Mark Marcon - Robert W. Baird

And then the mid market, how big is that as a percentage of revenue at this point? And what’s the read out out of those clients?

Paul J. Sarvadi

It’s about 10% of the base. It hasn’t moved much over the course of the year. And you know mid market customers, they have a lot of difficulty in this type of climate because they’re not so big as large companies that can just cut a whole layer of fat in their organizations. They really don’t have that. And they’re not as agile as small businesses in being able to be responsive. So you know they’ve had the toughest time I think in trying to deal with the economic climate. But frankly that’s where we did quite a bit of the pricing adjustments to try to help these customers make it through.

But they are now you know planning into next year differently than they were last year. Even though these numbers don’t look like a great labor market recovery, they sure aren’t planning a bunch of layoffs like they were last year at this time. We were you know planning layoffs. We were helping to communicate compensation freezes or reductions, and those activities are not happening. So I think the mid market is showing some recovery as well.

Operator

Your next question comes from Michael Baker - Raymond James.

Michael Baker - Raymond James

I was wondering if you could give us a sense for you know based on some of the proposals that are out there, the elimination of pre-existing condition limitations and you know the rate bans, you know kind of your expectation if you know some of that type of legislation came through as to what you would anticipate in terms of your underlying loss ratios.

Richard G. Rawson

Well I tell you, that’s a great question, Michael. And it’s absolutely, I mean we’ve spent a lot of time you know analyzing what’s going on up there. We’re communicating with our own government affairs people almost on a daily basis. We’re having dialogs with United Healthcare, with our outside benefits consultants, and the fact of the matter is nobody can tell you what it’s going to look like yet.

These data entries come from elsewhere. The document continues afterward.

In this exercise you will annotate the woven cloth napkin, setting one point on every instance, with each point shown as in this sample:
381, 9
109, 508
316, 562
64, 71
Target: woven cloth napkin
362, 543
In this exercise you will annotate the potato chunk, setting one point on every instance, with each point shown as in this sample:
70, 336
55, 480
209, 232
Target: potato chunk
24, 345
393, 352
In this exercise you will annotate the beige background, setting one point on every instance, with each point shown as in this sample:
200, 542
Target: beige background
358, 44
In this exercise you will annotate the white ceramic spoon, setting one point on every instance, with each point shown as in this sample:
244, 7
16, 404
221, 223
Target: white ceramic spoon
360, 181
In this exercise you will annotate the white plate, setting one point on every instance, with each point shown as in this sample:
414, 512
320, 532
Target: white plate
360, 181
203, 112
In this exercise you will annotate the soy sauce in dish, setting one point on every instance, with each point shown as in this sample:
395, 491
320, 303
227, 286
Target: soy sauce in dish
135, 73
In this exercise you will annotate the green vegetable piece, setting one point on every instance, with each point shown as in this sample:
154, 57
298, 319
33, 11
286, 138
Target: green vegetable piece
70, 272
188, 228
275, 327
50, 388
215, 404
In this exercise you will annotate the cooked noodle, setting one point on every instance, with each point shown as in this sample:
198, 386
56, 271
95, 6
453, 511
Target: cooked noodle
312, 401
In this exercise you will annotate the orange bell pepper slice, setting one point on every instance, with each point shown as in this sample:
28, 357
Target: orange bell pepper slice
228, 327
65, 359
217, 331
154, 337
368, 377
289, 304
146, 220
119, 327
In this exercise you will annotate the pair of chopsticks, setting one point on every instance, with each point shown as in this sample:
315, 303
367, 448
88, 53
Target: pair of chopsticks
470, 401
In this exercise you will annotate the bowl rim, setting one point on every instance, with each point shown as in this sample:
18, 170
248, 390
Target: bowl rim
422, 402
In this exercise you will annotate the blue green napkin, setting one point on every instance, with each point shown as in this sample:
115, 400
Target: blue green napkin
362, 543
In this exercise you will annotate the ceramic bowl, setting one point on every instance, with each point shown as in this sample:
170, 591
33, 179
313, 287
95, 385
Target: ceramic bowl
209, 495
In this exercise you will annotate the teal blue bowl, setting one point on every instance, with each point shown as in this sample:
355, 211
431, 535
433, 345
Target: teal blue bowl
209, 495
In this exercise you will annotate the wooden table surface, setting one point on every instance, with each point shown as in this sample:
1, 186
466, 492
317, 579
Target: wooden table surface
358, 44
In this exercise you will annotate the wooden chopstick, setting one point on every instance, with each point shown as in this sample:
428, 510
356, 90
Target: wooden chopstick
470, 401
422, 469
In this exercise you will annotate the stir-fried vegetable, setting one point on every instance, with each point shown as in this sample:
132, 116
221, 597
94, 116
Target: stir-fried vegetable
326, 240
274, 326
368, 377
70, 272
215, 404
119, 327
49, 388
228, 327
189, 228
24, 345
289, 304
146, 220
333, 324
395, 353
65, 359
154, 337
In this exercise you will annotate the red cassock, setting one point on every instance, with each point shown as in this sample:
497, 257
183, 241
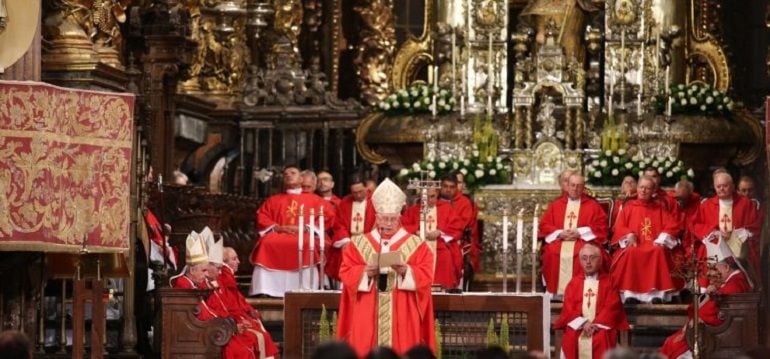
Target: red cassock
646, 267
449, 257
591, 220
279, 251
404, 310
608, 313
343, 225
241, 345
744, 216
708, 313
243, 313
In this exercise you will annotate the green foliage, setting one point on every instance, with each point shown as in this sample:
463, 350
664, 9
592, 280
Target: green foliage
695, 99
610, 167
417, 99
478, 170
324, 334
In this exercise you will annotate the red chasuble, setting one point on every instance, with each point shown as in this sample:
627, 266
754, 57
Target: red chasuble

Michael Baker - Raymond James

I was just wondering more broadly you know what we’ve heard kind of as part of the debate some of the solutions to affordability, we’ve never really kind of heard the PEO model highlighted. I was wondering if you could give some perspective there and whether or not you’re beginning to see a shift in some of the lobby efforts at the federal level to the states, given the fact that under some of the proposals the states may still have discretion and it might be a solution to push forth to them.

Paul J. Sarvadi

I can tell you that the insurance reform component of the healthcare legislation has never been an issue for us. We already don’t eliminate for you know pre-existing conditions, etc. So you know we already operate a big company plan that doesn’t have those types of insurance reform limitations. So you know maybe we haven’t been real clear about that, but that’s never been a worry on our plate because you know we already bring that advantage into the small to medium size business community.

Richard G. Rawson

And every change we get we try to talk about the PEO model as a solution. But we’ve been talking about that now since 1995 in Washington and I guess we’re just not big enough as an industry, Michael.

Operator

And at this time there are no further questions in the queue. I would now like to turn the call over to Mr. Paul Sarvadi for closing remarks.

Paul J. Sarvadi

Okay. Well we’d like to thank everyone for participating today and look forward to getting with your after our year end transition when we have a little bit better picture about what 2010 might look like. Thank you very much.

Operator

Thank you for joining today’s conference. That concludes your presentation. You may now disconnect and have a wonderful day.